Hut site, Kilteenbane, Co. Kerry
Co. Kerry |
Settlement Sites
On the flat ground between Corrin mountain and the Finglas river on the Dingle Peninsula, a rath has been swallowed so completely by vegetation that the souterrain beneath it can no longer be reached at all.
A rath is a roughly circular earthen enclosure, typically of early medieval date, that once served as a defended farmstead; a souterrain is an underground stone-lined passage associated with such sites, used variously for storage, refuge, or both. At Kilteenbane, the enclosure also preserves traces of three hut sites within its bounds, though the vegetation has made proper examination of any of them extremely difficult.

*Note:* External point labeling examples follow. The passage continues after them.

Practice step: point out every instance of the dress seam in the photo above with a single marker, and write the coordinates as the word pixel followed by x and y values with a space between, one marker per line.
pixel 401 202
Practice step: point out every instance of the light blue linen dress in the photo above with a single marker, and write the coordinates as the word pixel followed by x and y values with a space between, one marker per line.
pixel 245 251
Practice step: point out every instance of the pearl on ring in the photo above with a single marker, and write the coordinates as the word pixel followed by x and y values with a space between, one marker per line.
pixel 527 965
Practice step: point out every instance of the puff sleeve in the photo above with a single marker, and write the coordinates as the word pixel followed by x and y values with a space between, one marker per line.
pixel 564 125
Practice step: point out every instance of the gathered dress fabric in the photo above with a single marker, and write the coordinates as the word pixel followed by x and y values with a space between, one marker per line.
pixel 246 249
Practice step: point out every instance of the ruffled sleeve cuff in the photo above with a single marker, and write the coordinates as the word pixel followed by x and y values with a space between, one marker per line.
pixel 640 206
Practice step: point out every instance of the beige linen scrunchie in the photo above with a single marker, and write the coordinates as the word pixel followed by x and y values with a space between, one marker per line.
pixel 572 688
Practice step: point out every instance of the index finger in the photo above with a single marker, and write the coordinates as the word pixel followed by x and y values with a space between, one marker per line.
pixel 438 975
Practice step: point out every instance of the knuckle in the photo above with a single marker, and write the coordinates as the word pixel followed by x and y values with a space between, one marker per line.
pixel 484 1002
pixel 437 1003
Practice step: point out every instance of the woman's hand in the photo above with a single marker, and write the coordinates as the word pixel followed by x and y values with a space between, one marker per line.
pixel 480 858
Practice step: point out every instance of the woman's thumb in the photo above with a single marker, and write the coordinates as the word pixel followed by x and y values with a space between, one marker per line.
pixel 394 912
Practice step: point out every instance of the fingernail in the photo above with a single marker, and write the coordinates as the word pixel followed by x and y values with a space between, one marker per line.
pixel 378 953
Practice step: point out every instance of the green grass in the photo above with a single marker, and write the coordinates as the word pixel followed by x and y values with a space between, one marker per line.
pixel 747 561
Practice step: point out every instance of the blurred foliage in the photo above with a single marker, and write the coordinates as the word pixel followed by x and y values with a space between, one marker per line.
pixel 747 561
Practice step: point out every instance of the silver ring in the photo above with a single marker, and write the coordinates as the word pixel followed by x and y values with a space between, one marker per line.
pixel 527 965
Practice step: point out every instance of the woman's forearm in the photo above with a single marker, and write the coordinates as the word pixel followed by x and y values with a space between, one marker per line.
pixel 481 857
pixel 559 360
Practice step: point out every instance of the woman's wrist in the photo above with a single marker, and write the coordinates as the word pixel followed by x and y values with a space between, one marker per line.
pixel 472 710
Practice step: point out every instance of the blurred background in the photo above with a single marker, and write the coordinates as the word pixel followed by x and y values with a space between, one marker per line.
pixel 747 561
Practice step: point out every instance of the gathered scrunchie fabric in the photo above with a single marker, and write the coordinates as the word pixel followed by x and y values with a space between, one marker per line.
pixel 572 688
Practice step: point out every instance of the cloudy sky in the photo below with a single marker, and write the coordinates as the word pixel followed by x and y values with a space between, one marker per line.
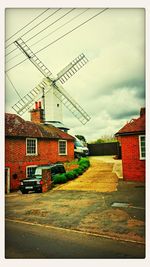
pixel 110 87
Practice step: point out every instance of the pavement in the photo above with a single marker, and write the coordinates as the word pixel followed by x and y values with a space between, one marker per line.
pixel 99 202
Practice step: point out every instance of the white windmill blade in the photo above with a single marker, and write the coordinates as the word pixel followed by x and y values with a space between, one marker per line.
pixel 32 57
pixel 71 104
pixel 28 100
pixel 71 68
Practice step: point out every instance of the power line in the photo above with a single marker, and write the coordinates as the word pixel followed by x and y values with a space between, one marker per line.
pixel 50 25
pixel 70 31
pixel 62 36
pixel 49 33
pixel 33 28
pixel 59 27
pixel 13 86
pixel 27 24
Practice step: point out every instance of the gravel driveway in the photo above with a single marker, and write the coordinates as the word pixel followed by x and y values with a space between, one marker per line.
pixel 86 204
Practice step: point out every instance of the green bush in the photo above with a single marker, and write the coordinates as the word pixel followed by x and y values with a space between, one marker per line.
pixel 84 163
pixel 70 175
pixel 60 178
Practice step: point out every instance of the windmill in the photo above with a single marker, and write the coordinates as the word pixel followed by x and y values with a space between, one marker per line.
pixel 53 93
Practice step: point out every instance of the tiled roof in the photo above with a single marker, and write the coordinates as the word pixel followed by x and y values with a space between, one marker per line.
pixel 134 126
pixel 15 126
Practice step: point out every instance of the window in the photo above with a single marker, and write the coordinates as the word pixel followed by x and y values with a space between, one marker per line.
pixel 142 146
pixel 31 146
pixel 62 147
pixel 30 170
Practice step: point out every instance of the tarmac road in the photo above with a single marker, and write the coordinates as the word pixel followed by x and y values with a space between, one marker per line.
pixel 26 241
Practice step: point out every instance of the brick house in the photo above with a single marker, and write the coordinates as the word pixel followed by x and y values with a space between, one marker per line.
pixel 132 139
pixel 28 144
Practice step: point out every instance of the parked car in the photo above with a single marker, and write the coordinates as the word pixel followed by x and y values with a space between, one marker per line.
pixel 80 150
pixel 34 182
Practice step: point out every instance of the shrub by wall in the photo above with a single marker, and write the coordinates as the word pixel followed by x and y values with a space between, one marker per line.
pixel 84 163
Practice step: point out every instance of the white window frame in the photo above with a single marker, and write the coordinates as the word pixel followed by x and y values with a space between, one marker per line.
pixel 65 141
pixel 31 154
pixel 141 157
pixel 30 166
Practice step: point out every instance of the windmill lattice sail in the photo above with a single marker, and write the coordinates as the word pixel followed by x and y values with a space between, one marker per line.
pixel 71 104
pixel 27 101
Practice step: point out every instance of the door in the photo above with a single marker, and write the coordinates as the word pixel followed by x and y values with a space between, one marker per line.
pixel 7 180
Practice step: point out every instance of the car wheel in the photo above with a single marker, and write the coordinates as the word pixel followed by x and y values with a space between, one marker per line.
pixel 24 192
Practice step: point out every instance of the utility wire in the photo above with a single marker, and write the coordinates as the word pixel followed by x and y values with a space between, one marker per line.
pixel 59 28
pixel 13 86
pixel 62 36
pixel 27 24
pixel 34 28
pixel 70 31
pixel 50 25
pixel 49 33
pixel 39 31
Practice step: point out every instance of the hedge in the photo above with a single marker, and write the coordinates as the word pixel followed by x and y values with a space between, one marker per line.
pixel 84 163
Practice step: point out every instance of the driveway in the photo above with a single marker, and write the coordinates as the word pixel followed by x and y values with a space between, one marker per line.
pixel 87 204
pixel 102 176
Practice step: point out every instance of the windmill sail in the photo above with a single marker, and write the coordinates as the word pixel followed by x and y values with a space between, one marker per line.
pixel 27 101
pixel 71 104
pixel 33 58
pixel 72 68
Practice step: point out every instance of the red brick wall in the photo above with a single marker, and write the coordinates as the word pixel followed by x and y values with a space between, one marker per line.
pixel 17 161
pixel 133 167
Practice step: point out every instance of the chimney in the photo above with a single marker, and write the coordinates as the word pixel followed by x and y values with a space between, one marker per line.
pixel 142 112
pixel 37 114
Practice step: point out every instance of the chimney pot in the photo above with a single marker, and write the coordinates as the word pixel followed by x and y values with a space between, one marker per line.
pixel 39 104
pixel 36 105
pixel 142 112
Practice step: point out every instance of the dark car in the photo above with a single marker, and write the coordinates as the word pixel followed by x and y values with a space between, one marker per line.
pixel 34 183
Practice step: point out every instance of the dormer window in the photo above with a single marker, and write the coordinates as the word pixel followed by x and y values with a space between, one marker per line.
pixel 142 146
pixel 31 146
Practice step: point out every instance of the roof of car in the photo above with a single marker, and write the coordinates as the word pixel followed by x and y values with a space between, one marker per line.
pixel 134 126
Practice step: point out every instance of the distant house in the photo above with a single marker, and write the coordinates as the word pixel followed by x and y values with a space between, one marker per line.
pixel 132 139
pixel 28 144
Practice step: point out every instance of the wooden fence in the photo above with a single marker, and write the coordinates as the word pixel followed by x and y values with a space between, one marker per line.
pixel 104 149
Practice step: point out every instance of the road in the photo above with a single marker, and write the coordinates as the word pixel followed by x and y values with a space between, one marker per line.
pixel 25 241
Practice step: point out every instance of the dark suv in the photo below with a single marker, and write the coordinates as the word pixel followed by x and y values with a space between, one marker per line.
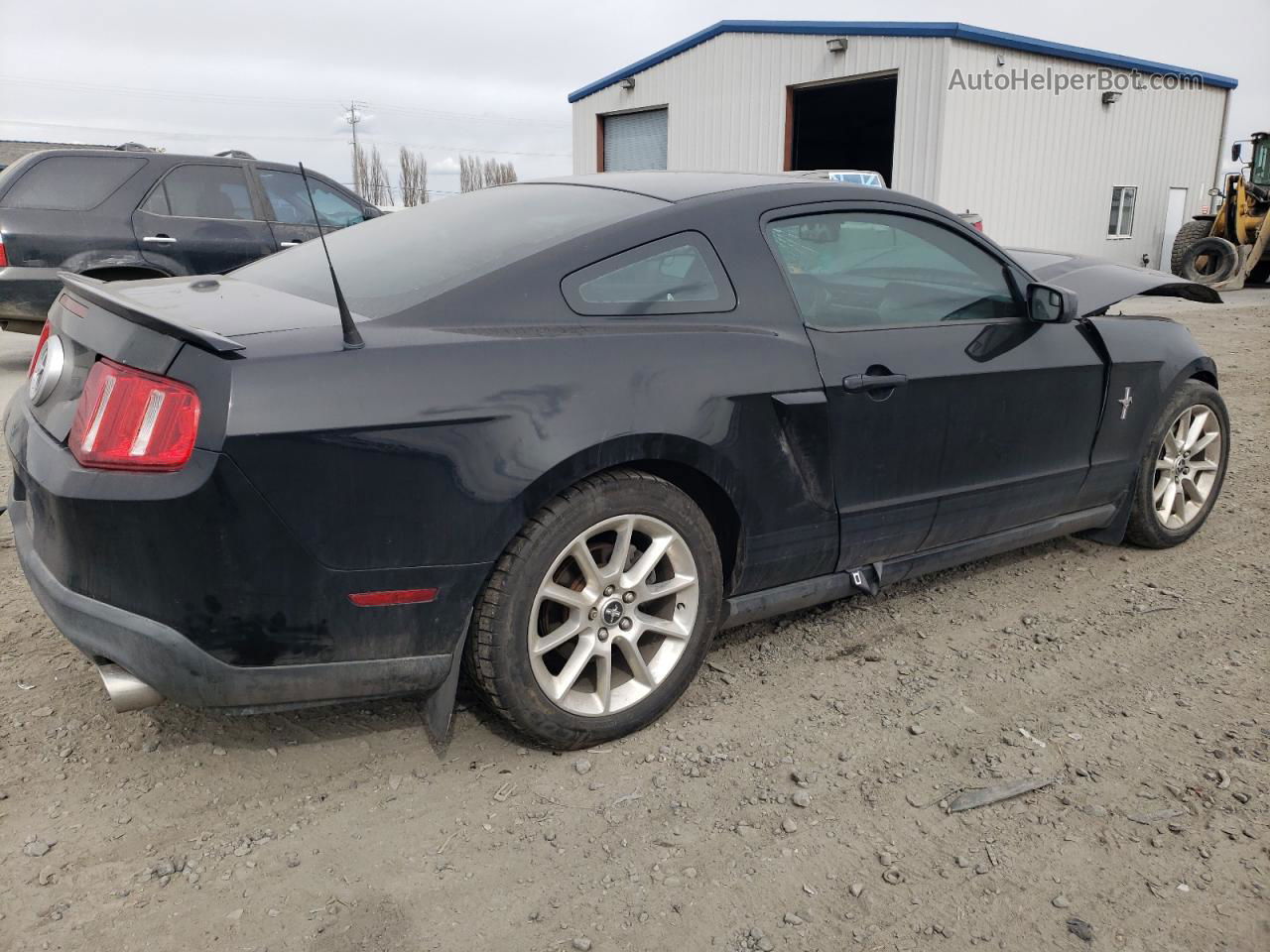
pixel 121 216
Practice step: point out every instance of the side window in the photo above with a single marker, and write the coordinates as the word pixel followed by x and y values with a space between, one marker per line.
pixel 862 270
pixel 677 275
pixel 290 204
pixel 202 191
pixel 71 182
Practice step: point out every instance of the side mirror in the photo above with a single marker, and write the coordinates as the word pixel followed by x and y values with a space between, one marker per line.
pixel 1051 304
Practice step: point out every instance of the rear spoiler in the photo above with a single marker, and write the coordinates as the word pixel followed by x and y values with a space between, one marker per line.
pixel 99 293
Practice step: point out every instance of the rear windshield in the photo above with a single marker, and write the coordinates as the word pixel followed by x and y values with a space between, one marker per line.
pixel 404 258
pixel 71 182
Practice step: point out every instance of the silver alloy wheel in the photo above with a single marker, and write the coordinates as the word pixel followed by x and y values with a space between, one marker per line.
pixel 613 615
pixel 1187 466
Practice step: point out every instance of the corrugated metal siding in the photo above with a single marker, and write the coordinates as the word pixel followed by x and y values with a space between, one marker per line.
pixel 1040 168
pixel 1037 167
pixel 726 100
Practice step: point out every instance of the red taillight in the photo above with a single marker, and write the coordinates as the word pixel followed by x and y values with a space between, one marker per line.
pixel 35 357
pixel 128 419
pixel 403 597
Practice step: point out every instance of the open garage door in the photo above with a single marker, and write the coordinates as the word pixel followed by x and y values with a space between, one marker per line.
pixel 847 125
pixel 634 141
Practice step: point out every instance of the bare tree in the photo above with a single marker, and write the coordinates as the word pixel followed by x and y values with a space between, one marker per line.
pixel 379 190
pixel 470 177
pixel 474 173
pixel 497 173
pixel 414 177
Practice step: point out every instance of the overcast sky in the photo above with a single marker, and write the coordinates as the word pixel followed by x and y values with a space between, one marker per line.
pixel 485 77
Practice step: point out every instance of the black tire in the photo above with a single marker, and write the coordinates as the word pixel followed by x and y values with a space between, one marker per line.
pixel 1188 235
pixel 1144 526
pixel 498 651
pixel 1220 261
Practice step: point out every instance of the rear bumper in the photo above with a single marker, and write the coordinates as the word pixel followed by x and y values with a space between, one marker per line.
pixel 26 296
pixel 182 671
pixel 190 581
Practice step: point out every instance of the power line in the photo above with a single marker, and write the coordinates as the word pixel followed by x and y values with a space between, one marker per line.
pixel 236 136
pixel 275 100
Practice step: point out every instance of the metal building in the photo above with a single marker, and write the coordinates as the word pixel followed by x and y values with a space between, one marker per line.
pixel 1055 146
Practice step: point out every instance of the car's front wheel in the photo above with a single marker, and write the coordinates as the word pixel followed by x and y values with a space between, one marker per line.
pixel 601 611
pixel 1183 468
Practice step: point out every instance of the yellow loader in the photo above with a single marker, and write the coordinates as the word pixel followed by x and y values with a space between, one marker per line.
pixel 1229 246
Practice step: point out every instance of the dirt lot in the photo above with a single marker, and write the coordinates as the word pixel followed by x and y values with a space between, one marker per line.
pixel 792 800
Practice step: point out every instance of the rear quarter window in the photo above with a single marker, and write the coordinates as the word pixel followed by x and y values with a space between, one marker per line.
pixel 400 261
pixel 676 275
pixel 71 182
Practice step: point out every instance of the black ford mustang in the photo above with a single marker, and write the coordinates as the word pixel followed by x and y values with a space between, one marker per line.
pixel 594 420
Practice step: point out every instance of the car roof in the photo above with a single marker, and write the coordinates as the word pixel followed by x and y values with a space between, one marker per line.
pixel 134 153
pixel 683 185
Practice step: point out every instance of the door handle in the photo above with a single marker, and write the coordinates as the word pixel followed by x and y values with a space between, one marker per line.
pixel 860 382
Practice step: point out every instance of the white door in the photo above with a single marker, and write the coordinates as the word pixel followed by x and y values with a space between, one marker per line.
pixel 1174 217
pixel 635 141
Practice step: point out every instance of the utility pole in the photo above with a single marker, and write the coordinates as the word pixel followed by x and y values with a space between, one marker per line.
pixel 353 116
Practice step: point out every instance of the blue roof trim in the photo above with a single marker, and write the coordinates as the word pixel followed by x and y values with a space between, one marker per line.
pixel 899 28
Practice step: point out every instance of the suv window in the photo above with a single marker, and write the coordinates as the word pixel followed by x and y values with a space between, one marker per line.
pixel 71 182
pixel 677 275
pixel 864 270
pixel 286 194
pixel 202 191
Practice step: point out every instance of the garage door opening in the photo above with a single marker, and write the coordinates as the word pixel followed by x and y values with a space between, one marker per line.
pixel 842 126
pixel 633 141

Researchers recorded in the Dingle Peninsula archaeological survey of 1986, compiled by J. Cuppage and published under the title Corca Dhuibhne, noted the site's general layout and the presence of a smaller circular hut to the west-northwest of the main hut remains. By the time the entry was revisited, that smaller structure had been reduced to little more than a loose scatter of stones. The site sits at the eastern edge of a level corridor of land, hemmed in on one side by the rising ground of Corrin mountain and on the other by the course of the Finglas river, a position that would have made reasonable agricultural sense to whoever first enclosed it, even if the enclosure itself is now barely legible from the outside.